Sebanyak 1.557 tahanan politik telah secara resmi mengajukan permohonan pengampunan di bawah ini Konstitusi baru yang mulai berlaku minggu lalu.

Langkah ini menandai babak baru dinamika politik Venezuela menyusul penangkapan Nicolas Maduro oleh militer Amerika Serikat pada awal Januari lalu. Ketua Majelis Nasional Jorge Rodriguez membenarkan proses pembebasan tersebut dilakukan secara bertahap.

“Sebanyak 1.557 kasus sedang ditangani segera, dan ratusan orang yang dirampas kebebasannya telah dibebaskan berdasarkan undang-undang amnesti,” kata Rodriguez dalam konferensi pers, Sabtu (21/2), mengutip AFP.


Di ibu kota Caracas saja, sebanyak 80 tahanan menghirup udara bebas pada hari Sabtu. Sebelumnya, Jorge Arreaza, anggota parlemen yang mengawasi proses tersebut, menyatakan bahwa jaksa telah meminta pengadilan untuk membebaskan 379 tahanan lainnya.

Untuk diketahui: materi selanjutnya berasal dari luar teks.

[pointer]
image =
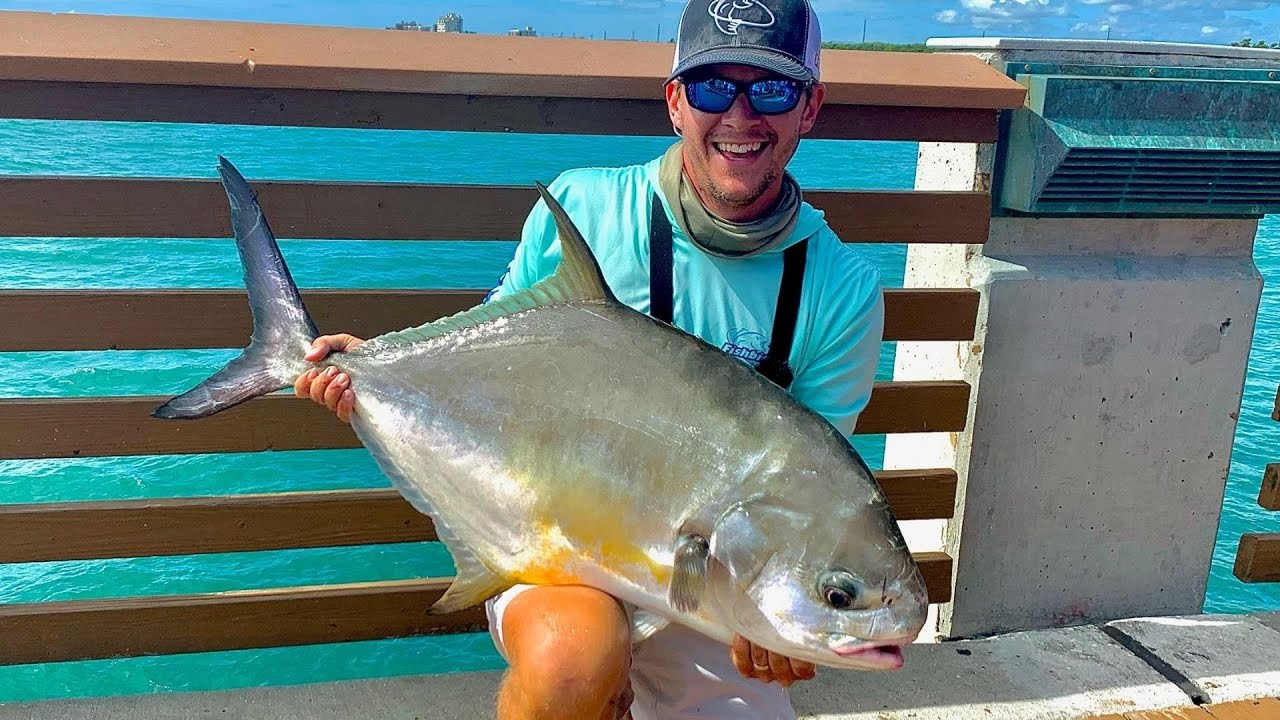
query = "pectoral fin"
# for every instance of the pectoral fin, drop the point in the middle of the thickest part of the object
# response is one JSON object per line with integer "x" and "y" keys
{"x": 644, "y": 624}
{"x": 689, "y": 575}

Meskipun hal ini merupakan angin segar bagi para aktivis dan oposisi, amnesti ini tidak serta merta diberikan. Pemohon harus mengajukan permohonan resmi melalui pengadilan yang menangani kasusnya.

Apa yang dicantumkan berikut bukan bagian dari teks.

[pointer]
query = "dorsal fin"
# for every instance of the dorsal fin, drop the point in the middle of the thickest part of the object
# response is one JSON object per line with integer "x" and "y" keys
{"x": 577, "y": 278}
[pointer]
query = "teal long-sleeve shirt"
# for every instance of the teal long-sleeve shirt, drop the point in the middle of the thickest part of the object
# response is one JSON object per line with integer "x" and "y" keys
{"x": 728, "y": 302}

Presiden Sementara Venezuela, Delcy Rodriguez menyebut undang-undang ini merupakan terobosan menuju negara yang lebih demokratis dan adil. Namun aturan ini tetap memiliki batasan ketat.

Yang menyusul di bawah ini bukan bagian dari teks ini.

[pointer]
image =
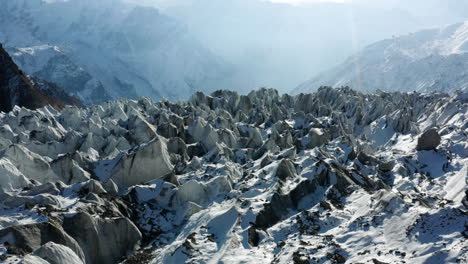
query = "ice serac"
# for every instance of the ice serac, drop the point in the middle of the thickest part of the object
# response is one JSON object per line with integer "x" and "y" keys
{"x": 223, "y": 177}
{"x": 148, "y": 162}
{"x": 57, "y": 254}
{"x": 103, "y": 240}
{"x": 429, "y": 140}
{"x": 10, "y": 177}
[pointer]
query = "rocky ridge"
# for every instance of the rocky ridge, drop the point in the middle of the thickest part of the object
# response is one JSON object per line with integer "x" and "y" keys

Pertama, Amnesti tidak berlaku bagi individu yang terlibat dalam ‘mempromosikan’ atau ‘memfasilitasi’ aksi bersenjata pihak asing yang mengancam kedaulatan negara.

Kedua, amnesti juga tidak berlaku bagi anggota aparat keamanan yang terbukti melakukan tindakan terkait terorisme.

Pengecualian ini menuai kritik dari tokoh oposisi. Mereka meyakini klausul tersebut sengaja disisipkan untuk terus menyasar tokoh seperti Maria Corina Machado, peraih Nobel Perdamaian yang saat ini berada di Amerika Serikat.

Harapan di balik jeruji besi

Adegan emosional terlihat di luar fasilitas polisi ‘Zona 7’ di Caracas. Kerabat para tahanan yang telah berada di kamp selama berminggu-minggu menunggu dengan cemas.

Beberapa perempuan bahkan melakukan mogok makan selama lima hari untuk mendesak agar undang-undang ini disahkan.

“Mudah-mudahan ini benar,” kata Genesis Rojas, kerabat tahanan.

Di sisi lain, nada marah masih terasa. Yessy Orozco yang ayahnya mengurung diri di Zona 7 menyatakan pemerintah harus meminta maaf atas pelanggaran HAM yang terjadi selama ini. “Mereka telah menculik dan merampok kami,” katanya.

Eksodus tahanan politik terjadi setelah jatuhnya Nicolas Maduro, yang memimpin Venezuela sejak 2013. Maduro, kini berusia 63 tahun, berada dalam tahanan AS bersama istrinya setelah serangan militer pada 3 Januari 2026.

Maduro dituduh melakukan perdagangan narkoba, namun ia menyangkalnya dan mengklaim dirinya adalah ‘tawanan perang’.

Di bawah kepemimpinan sementara Delcy Rodriguez, Venezuela kini menuntut reformasi hukum, termasuk mencabut status tahanan rumah terhadap 11.000 orang agar mereka dapat menikmati kebebasan penuh.